Fear and Loathing and Sticky Notes: Salvaging A Disastrous Engineering Project

Hi! I’m Adam, from Reaktor. We’re a bunch of consultants who try to build the right thing and build that thing right. I’m not going to tell you about a great project or even a normal project. Instead, I’m going to tell you how we made the best of a pretty bad project. Everyone’s found themselves inside the morass of a messy assignment, and to help you get your bearings and start putting your ducks in a row when this happens, I thought I’d share how the Reaktor team went about salvaging a disaster into a workable engineering project management process that worked.

We were a few months in. By that time, we normally hope to have shipped something to production, received feedback from users, and a maintained a great relationship with the client.

Our situation was not that.

We weren’t iterating toward anything, because despite hiding behind the scrum rituals, the client was enforcing a strict waterfall process. The backend team was physically, procedurally, and politically isolated from us, so production was unimaginable—in fact, we were pretty nervous the frontend widgets we were building wouldn’t integrate with the backend team’s system at all. And as a result of trying to convince the client’s nontechnical managers to address these issues, our relationship with them had gotten pretty dismal.

A Turning Point

Another Reaktorian was watching from the sidelines. On a particularly bad day, he interrupted our whining and complaining to ask two simple questions: “do you really think that nothing will launch?”, and then “is there any situation in which the client is happy?”

We hadn’t considered it that way before. We thought for a moment, and we agreed on the answer to both: nope. Ultimately, we knew that they would manage to launch something, even if we didn’t fix things ourselves. And try as we might, we couldn’t imagine the client being happy with us.

That sounds awful, but it was liberating. We had been trying hard to fix the project and please the client, without considering whether it was even possible. That realization helped us see what to do next.
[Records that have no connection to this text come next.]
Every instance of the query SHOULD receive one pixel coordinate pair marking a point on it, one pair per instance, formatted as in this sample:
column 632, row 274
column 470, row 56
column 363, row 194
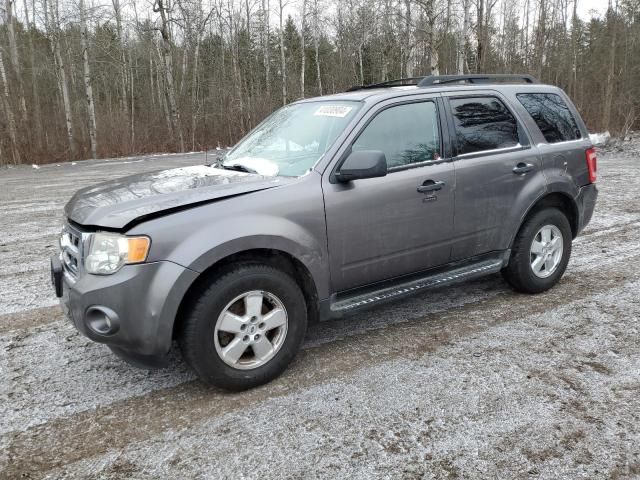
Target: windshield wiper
column 237, row 167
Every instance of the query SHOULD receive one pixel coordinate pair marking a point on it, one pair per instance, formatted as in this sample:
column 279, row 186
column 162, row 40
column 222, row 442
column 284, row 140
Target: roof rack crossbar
column 398, row 82
column 435, row 80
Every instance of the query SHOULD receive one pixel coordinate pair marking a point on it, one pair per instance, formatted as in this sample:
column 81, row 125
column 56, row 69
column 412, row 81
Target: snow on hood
column 118, row 203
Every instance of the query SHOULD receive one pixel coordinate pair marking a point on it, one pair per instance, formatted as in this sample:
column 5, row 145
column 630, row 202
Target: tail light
column 592, row 164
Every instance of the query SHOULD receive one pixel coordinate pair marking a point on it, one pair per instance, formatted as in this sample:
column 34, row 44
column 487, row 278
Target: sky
column 585, row 7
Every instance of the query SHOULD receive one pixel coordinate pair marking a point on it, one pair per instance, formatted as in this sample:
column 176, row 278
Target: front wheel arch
column 275, row 258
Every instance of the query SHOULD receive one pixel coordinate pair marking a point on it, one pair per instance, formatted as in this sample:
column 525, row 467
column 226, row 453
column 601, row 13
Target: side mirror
column 363, row 164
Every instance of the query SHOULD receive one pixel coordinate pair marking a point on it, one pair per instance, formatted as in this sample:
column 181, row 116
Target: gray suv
column 329, row 206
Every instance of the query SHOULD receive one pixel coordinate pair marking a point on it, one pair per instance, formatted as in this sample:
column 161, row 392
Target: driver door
column 380, row 228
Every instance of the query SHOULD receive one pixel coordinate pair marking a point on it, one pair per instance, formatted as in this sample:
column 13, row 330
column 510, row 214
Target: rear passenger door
column 498, row 172
column 380, row 228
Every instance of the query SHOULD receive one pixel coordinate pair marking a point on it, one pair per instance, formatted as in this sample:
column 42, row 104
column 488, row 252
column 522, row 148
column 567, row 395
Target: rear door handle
column 522, row 168
column 430, row 186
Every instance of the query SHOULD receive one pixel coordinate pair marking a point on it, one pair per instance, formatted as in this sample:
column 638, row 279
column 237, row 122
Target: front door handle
column 522, row 168
column 430, row 186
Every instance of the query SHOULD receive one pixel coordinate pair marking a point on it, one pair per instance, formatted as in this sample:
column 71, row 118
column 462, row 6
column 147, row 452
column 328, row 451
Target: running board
column 347, row 304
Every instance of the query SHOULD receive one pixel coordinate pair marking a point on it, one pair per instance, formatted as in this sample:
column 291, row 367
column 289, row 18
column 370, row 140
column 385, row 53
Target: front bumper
column 141, row 301
column 586, row 201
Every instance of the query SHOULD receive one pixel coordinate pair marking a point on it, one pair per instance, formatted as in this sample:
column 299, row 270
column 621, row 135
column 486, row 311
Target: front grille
column 71, row 247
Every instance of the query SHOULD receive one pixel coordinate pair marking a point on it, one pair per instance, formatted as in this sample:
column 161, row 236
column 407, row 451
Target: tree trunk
column 409, row 45
column 167, row 64
column 53, row 27
column 6, row 106
column 37, row 112
column 87, row 81
column 316, row 43
column 265, row 48
column 302, row 47
column 464, row 37
column 123, row 60
column 608, row 97
column 480, row 34
column 15, row 58
column 283, row 60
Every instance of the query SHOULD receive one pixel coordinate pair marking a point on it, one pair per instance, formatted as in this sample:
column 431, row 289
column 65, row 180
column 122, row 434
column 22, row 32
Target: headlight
column 108, row 252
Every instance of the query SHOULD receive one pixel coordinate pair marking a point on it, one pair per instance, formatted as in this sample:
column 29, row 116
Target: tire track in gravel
column 550, row 395
column 62, row 355
column 116, row 425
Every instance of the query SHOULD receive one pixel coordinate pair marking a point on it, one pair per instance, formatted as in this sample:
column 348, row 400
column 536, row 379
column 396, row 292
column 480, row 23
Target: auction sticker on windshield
column 339, row 111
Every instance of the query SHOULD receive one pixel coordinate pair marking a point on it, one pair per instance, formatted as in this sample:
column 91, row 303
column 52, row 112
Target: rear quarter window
column 482, row 124
column 552, row 116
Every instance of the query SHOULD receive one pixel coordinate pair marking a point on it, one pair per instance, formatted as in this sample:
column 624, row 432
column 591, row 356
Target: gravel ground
column 473, row 381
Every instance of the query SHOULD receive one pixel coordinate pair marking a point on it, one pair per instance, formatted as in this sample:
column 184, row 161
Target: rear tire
column 540, row 252
column 244, row 328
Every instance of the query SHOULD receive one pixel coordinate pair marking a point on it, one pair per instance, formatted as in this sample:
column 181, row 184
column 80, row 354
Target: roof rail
column 435, row 80
column 399, row 82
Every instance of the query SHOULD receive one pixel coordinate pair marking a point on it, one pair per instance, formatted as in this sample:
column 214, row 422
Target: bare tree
column 15, row 57
column 283, row 59
column 6, row 107
column 91, row 110
column 53, row 22
column 167, row 67
column 303, row 55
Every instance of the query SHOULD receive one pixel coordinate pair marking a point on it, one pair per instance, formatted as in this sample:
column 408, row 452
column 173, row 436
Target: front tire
column 244, row 328
column 540, row 252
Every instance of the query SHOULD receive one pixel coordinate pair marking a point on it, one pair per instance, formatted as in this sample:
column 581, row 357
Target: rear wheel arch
column 278, row 259
column 562, row 202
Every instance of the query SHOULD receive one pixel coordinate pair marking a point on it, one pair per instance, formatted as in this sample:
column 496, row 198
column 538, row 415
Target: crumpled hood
column 117, row 203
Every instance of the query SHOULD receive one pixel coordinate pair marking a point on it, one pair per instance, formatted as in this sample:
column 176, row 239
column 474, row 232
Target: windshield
column 290, row 141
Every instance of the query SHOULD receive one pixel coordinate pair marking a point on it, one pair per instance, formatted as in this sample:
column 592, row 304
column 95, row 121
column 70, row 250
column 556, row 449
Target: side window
column 483, row 123
column 551, row 114
column 406, row 134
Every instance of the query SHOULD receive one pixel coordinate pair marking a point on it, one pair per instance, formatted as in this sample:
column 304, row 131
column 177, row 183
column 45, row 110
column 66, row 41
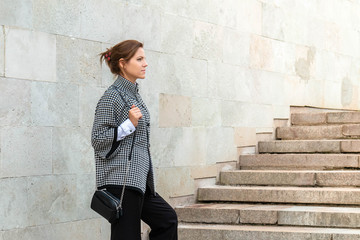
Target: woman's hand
column 135, row 115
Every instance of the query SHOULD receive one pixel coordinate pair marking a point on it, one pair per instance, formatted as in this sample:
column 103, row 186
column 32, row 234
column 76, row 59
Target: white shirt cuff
column 125, row 129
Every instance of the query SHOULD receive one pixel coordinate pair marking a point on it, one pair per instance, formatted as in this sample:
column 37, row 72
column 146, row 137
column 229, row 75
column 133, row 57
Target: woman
column 121, row 116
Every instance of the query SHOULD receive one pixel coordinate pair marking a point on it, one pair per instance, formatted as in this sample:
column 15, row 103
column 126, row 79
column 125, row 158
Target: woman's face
column 135, row 67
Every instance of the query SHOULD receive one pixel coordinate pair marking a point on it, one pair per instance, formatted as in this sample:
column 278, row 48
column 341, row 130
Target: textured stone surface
column 350, row 146
column 281, row 194
column 2, row 51
column 77, row 61
column 177, row 39
column 30, row 55
column 88, row 229
column 310, row 132
column 54, row 104
column 343, row 117
column 88, row 98
column 239, row 55
column 174, row 111
column 60, row 17
column 210, row 213
column 15, row 100
column 228, row 232
column 302, row 146
column 265, row 177
column 95, row 15
column 52, row 199
column 320, row 216
column 16, row 13
column 72, row 152
column 298, row 161
column 13, row 203
column 35, row 157
column 338, row 178
column 205, row 112
column 351, row 130
column 207, row 42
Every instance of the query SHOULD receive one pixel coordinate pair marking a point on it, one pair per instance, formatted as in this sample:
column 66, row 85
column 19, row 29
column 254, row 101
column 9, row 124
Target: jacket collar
column 126, row 85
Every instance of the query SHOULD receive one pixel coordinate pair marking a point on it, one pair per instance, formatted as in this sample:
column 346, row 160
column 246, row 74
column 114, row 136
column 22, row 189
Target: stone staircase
column 305, row 185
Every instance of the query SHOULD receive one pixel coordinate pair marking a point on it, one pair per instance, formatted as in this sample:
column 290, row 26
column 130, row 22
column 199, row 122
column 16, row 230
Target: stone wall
column 219, row 72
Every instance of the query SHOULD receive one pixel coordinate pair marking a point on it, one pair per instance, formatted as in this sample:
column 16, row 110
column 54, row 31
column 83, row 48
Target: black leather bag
column 107, row 205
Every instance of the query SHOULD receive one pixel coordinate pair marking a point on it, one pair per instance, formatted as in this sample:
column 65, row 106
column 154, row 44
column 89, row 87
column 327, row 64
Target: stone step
column 319, row 132
column 314, row 216
column 291, row 178
column 298, row 161
column 325, row 118
column 248, row 232
column 310, row 146
column 270, row 194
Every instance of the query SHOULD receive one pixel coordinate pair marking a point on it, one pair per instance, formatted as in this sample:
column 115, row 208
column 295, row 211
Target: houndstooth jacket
column 111, row 156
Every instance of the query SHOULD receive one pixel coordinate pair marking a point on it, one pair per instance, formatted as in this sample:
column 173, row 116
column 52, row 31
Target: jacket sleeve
column 104, row 131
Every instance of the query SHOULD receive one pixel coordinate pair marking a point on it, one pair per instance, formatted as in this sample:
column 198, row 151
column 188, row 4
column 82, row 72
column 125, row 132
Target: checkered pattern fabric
column 111, row 156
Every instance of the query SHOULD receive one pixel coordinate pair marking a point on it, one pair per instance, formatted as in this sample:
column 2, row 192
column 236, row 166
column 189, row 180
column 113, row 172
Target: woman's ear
column 122, row 63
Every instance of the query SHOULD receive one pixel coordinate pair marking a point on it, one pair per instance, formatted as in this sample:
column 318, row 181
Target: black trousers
column 153, row 210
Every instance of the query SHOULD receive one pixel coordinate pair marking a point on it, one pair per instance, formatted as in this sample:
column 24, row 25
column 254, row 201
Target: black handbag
column 105, row 203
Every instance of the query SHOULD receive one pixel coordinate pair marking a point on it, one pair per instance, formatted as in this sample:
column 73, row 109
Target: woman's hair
column 125, row 50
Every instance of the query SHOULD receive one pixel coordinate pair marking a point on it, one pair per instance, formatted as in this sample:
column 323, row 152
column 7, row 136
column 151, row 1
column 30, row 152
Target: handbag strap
column 129, row 158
Since we couldn’t make the client happy, we decided to make ourselves happy. We drew three big concentric circles on a whiteboard, and began writing elements of the project on sticky notes.

In the small inner circle, we stuck the things we could control directly, like our own attitude and internal team processes. The next circle was for the things we could influence but not directly affect, such as how sprint planning worked and how tasks were divided amongst the team. The biggest circle was for everything else: the things that bothered us but we could do absolutely nothing about. That outer circle—the “we can’t possibly address this” zone—held a lot for us. There was stuff I’ve already mentioned: the client’s happiness, the team structure, and the overall waterfall process.

Based on those circles, we redirected our energy. The outer circle contained all the things we had spent our energy on so far, but it was also a list of the things that we had to just let go. No matter how bad they felt, there was nothing we could do. We could have some impact on the stuff in the middle—our circle of influence—but we could effect the most change by focusing on the center.

A Process Bubble

With our priorities and goals realigned, we got in the weeds and had a look at process. As someone on our team said in a retro, a huge struggle for us was that all of our work was tracked in a “David Bowie–grade JIRA labyrinth“. While everything was tracked in JIRA, searching for individual items was difficult, leading team members to instead create duplicate tickets for the same issue.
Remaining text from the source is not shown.